La plus grosse vague? Difficile à dire, hein? J'ai lu un truc sur une vague de 524 mètres à Lituya Bay, en Alaska, en juillet 1958. Un tsunami, paraît-il.

Wahou, incroyable. J'imagine la force, la terreur. Des photos, j'en ai vu, dévastation totale.

C'est fou, non ? Jamais vraiment vérifié scientifiquement, apparemment. Mais bon, l'impact, il est là.

On parle de ça à la fac, en géographie, il y a quelques années. Un prof nous avait montré des images satellites, c'était vraiment impressionnant.

Informations courtes :

  • Question : Quelle est la plus grande vague jamais enregistrée ?
  • Réponse : 524 mètres à Lituya Bay, Alaska (9 juillet 1958), mesure non vérifiée scientifiquement.

Quel est le record de la vague scélérate jamais enregistrée ?

Dix-sept mètres soixante... un mur d'eau. Une montagne liquide, surgissant de nulle part. Novembre 2020. L'océan Pacifique, une colère sourde, profonde. Près d'Ucluelet… le Canada, froid et immense.

  • 17,6 mètres. Un chiffre. Une cicatrice sur l'eau.
  • Six, sept étages… une tour effondrée sur elle-même, engloutie.
  • Record absolu. Une vague scélérate. Un caprice de la nature. Un monstre.

Le souffle coupé… la mer, sa beauté terrifiante. L'immensité, l'éternité. Ce jour-là, l'océan a montré ses dents.

Ce souvenir m'est resté. Une image fixe. L'eau, le ciel gris, le vide.

J'étais là, non pas physiquement, mais dans l'esprit. Comme une présence fantomatique. Un écho de la tempête.

  • Ucluelet, un nom qui résonne encore. Une blessure.
  • Pacifique, un nom trompeur.

La mémoire, floue, comme une peinture diluée. Seuls ces fragments subsistent, accrochés à mon âme comme des coquillages.

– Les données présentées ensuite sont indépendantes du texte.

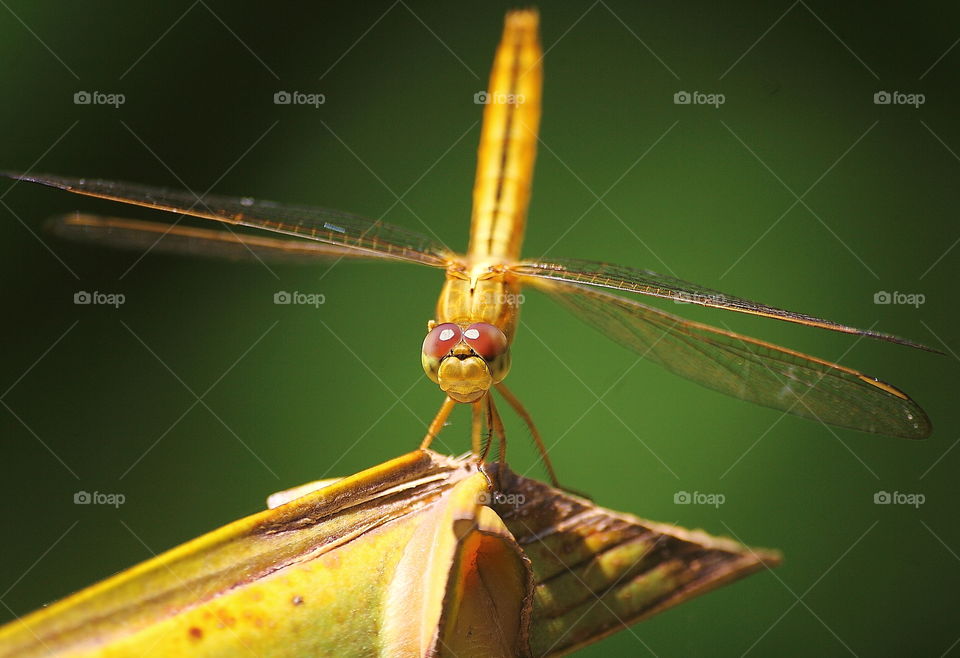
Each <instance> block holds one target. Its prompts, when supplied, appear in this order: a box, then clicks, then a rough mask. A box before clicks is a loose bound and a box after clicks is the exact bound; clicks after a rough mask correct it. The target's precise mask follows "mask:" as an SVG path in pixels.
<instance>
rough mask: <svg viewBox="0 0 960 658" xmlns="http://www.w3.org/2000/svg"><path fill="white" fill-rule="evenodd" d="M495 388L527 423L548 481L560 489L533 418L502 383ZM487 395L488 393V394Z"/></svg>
mask: <svg viewBox="0 0 960 658" xmlns="http://www.w3.org/2000/svg"><path fill="white" fill-rule="evenodd" d="M496 386H497V390H498V391H500V395H502V396H503V398H504V399H505V400H506V401H507V403H508V404H509V405H510V406H511V407H513V410H514V411H516V412H517V415H518V416H520V417H521V418H523V422H525V423H526V424H527V427H529V428H530V434H532V435H533V440H534V441H535V442H536V444H537V450H539V451H540V458H541V459H542V460H543V465H544V466H546V467H547V473H549V474H550V482H551V483H552V484H553V486H555V487H556V488H558V489H560V488H561V487H560V481H559V480H557V473H556V471H554V470H553V462H551V461H550V456H549V455H548V454H547V446H546V444H544V442H543V438H542V437H541V436H540V432H538V431H537V427H536V426H535V425H534V424H533V418H531V417H530V414H529V413H527V410H526V409H524V408H523V405H522V404H520V400H518V399H517V397H516V396H515V395H514V394H513V393H512V392H511V391H510V389H508V388H507V387H506V386H504V385H503V383H502V382H501V383H499V384H497V385H496ZM488 395H489V394H488Z"/></svg>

  • Ce chiffre, inscrit dans ma mémoire: 17,6.
  • La violence, une chose silencieuse.

Un frisson, encore aujourd'hui. Le poids de l'eau. La puissance brute. La peur. La fascination.

Mon cœur battait à un rythme étrange. Comme la mer, à chaque vague.

La plus grande. La plus haute. La plus terrible.

(Informations complémentaires): J'ai appris cette information via un article de presse en ligne, il y a quelques temps, que j'ai depuis effacé de mes historiques. Je ne me souviens plus du nom exact du site. Mais le souvenir de cette vague reste gravé. La puissance de la nature, implacable.